Under the terms of the MOU, the parties plan to conduct feasibility studies on locating NET Power’s facilities in proximity to CTV’s underground storage vaults, which the companies say could reduce carbon dioxide (CO2) transportation costs and midstream investments for CTV’s operations. The parties plan to facilitate the initial deployment of up to 1 gigawatt (GW) of power capacity from NET Power’s new modular plants in Northern California, which could result in up to 3.6 million metric tons per annum (MMTPA) of CO2 emissions for permanent sequestration in CTV’s nearby reservoirs. Each of NET Power’s utility-scale modular plants is expected to require less than 20 acres, generate up to 250 MW, and be deployable in multi-plant configurations, the company said.

NET Power claims its plants will be designed to eliminate “substantially all” carbon emissions with near-zero air particulate and gaseous pollutants, including nitrogen oxides (NOx) and sulfur oxides (SOx).

This MOU marks NET Power’s initial entry into California’s power market and positions CTV as an early strategic partner in the deployment of NET Power’s power technology. Including this agreement, CTV’s carbon capture and sequestration (CCS) projects under consideration total approximately 7.8 MMTPA of CO2 emissions and if successful, would enable up to 2.1 GWs of new, low-carbon power capacity in California.
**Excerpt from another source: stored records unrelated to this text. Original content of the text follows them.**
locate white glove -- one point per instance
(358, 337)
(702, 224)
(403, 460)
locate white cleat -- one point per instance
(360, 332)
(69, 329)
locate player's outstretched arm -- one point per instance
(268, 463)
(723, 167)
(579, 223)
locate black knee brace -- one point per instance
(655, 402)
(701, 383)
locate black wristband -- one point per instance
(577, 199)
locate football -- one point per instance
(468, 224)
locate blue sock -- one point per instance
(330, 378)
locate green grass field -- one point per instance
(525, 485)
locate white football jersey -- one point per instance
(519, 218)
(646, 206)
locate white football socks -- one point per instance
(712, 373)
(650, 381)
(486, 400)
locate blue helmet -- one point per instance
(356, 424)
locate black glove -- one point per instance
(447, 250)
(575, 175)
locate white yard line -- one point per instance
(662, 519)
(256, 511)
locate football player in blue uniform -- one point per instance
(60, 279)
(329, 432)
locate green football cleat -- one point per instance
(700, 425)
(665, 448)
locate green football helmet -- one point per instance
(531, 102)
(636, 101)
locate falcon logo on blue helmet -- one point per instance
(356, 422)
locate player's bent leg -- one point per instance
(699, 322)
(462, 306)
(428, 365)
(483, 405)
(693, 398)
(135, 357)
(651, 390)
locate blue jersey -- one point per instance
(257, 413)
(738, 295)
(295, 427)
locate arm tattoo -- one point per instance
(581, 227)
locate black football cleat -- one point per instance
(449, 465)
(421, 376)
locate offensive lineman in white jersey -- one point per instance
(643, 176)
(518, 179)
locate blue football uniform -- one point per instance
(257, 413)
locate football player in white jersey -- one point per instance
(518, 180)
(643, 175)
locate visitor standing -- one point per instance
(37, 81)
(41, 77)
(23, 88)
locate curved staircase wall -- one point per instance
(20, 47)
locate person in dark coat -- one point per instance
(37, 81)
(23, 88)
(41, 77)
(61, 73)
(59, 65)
The NET Power capture system utilizes the Allam-Fetvedt Cycle, combusting natural gas with oxygen, as opposed to air, and uses supercritical carbon dioxide as a working fluid to drive a turbine instead of steam. This theoretically eliminates all air emissions, including traditional pollutants and CO2 and inherently produces pipeline-quality CO2 that can be sequestered underground.

In 2021, NET Power claimed a global first when its test facility in Texas generating zero-emission electricity from natural gas delivered electricity onto a power grid. In November 2022 the company announced a plan to develop and build its first utility-scale natural gas-fired plant with carbon capture and sequestration (CCS). NET Power has a “backlog of utility-scale power plant projects,” with initial commercialization expected in 2026.

In June last year, NET Power announced the completion of its previously announced business combination with special purpose acquisition company Rice Acquisition Corp. II.